WITH RESPECT TO CONTRACT NO. W-478-ORD-1305, IN VIEW OF YOUR SPECIFIC REPORT THAT THE PRICE ARRIVED AT THEREUNDER WAS PREDICATED UPON USE BY THE CONTRACTOR OF CERTAIN GOVERNMENT-OWNED TOOLS AND THAT A STIPULATION TO THAT EFFECT WAS INCLUDED IN THE REPORT OF NEGOTIATIONS SUBMITTED TO AND APPROVED BY THE CHIEF OF ORDNANCE, IT SEEMS APPARENT THAT SUCH CONTRACT, AS REDUCED TO WRITING, DID NOT--- DUE TO A MUTUAL MISTAKE IN OMITTING THEREFROM A PERTINENT PROVISION--- REFLECT THE ENTIRE CONTRACT ON WHICH THE PARTIES HAD AGREED AND ATTEMPTED TO NEGOTIATE. ACCORDINGLY, IF SUCH BE THE FACTS, THIS OFFICE IS NOT REQUIRED TO OBJECT TO AN ADDENDUM TO THE CONTRACT TO SHOW THE PROVISION OMITTED FROM THE ORIGINAL CONTRACT DUE TO MUTUAL MISTAKE. WITH RESPECT TO CONTRACT NO. W-294-ORD-710, IF IT BE DEFINITELY DETERMINED, AND CERTIFIED BY BOTH PARTIES TO THE CONTRACT, THAT THERE WAS INADVERTENTLY OMITTED FROM THE CONTRACT AS EXECUTED A PROVISION INTENDED TO BE INSERTED THEREIN TO THE EFFECT THAT THE GOVERNMENT WOULD FURNISH CERTAIN SPECIFIED MACHINE TOOLS ON OR BEFORE CERTAIN SPECIFIED DATES AND THAT IF THEY WERE NOT RECEIVED BY SAID DATES THE CONTRACT TIME WOULD BE EXTENDED BY THE NUMBER OF DAYS BY WHICH THE RECEIPT OF SUCH TOOLS WAS LATE, AN ADDENDUM TO THE CONTRACT TO SHOW THE OMITTED PROVISION IS AUTHORIZED.

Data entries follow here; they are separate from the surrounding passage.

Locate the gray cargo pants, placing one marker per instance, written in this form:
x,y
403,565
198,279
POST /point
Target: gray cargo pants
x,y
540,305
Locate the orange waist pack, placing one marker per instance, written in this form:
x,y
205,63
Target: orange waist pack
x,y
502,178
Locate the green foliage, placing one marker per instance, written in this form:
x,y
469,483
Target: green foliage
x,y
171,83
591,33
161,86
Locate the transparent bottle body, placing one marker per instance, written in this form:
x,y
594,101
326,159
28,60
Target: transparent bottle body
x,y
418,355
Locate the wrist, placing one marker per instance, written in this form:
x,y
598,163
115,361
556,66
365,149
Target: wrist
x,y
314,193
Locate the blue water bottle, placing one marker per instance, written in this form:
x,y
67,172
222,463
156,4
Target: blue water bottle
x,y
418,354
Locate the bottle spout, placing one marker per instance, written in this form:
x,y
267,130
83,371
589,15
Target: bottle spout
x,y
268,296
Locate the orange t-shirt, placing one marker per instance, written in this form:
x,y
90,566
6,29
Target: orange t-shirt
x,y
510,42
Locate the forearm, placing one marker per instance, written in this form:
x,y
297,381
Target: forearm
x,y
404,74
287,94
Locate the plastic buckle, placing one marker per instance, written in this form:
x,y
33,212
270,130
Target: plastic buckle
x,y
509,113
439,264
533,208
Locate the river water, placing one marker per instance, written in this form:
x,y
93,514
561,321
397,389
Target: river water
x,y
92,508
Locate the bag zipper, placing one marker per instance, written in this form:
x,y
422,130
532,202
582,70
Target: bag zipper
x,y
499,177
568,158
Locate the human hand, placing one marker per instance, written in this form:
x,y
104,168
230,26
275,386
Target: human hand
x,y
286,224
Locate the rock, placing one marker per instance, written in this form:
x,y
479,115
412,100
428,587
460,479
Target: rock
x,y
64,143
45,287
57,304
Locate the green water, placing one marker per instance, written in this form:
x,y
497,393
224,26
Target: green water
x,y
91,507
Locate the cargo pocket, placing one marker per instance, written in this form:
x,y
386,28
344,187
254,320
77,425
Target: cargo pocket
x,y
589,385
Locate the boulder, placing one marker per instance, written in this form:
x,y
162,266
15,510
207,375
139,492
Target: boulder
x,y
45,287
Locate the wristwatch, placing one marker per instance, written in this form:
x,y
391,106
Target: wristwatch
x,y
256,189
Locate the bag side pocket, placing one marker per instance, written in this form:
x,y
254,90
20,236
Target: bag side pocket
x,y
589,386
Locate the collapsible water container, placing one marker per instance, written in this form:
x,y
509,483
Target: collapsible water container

IN ANY OTHER CASE WHERE IT MAY APPEAR THAT THERE HAS BEEN A MUTUAL MISTAKE AND THAT THE CONTRACT DOES NOT EXPRESS THE REAL AND ENTIRE AGREEMENT OF THE PARTIES, THERE SHOULD BE SUBMITTED TO THIS OFFICE, PRIOR TO THE MAKING OF ANY CHANGE IN OR ADDITION TO THE CONTRACT, SUCH EVIDENCE AS MAY TEND TO ESTABLISH CLEARLY WHAT THE CONTRACT ACTUALLY WAS OR WOULD HAVE BEEN BUT FOR THE MISTAKE, AND, IN VIEW OF THE REPRESENTATIONS MADE IN YOUR LETTER, REQUESTS FOR DECISION IN SUCH MATTERS WILL BE GIVEN CONSIDERATION WHEN SUBMITTED DIRECTLY TO THIS OFFICE BY A CONTRACTING OFFICER, PROVIDED THE REQUEST FOR DECISION IS SUPPORTED BY PROPER EVIDENCE AS OUTLINED ABOVE.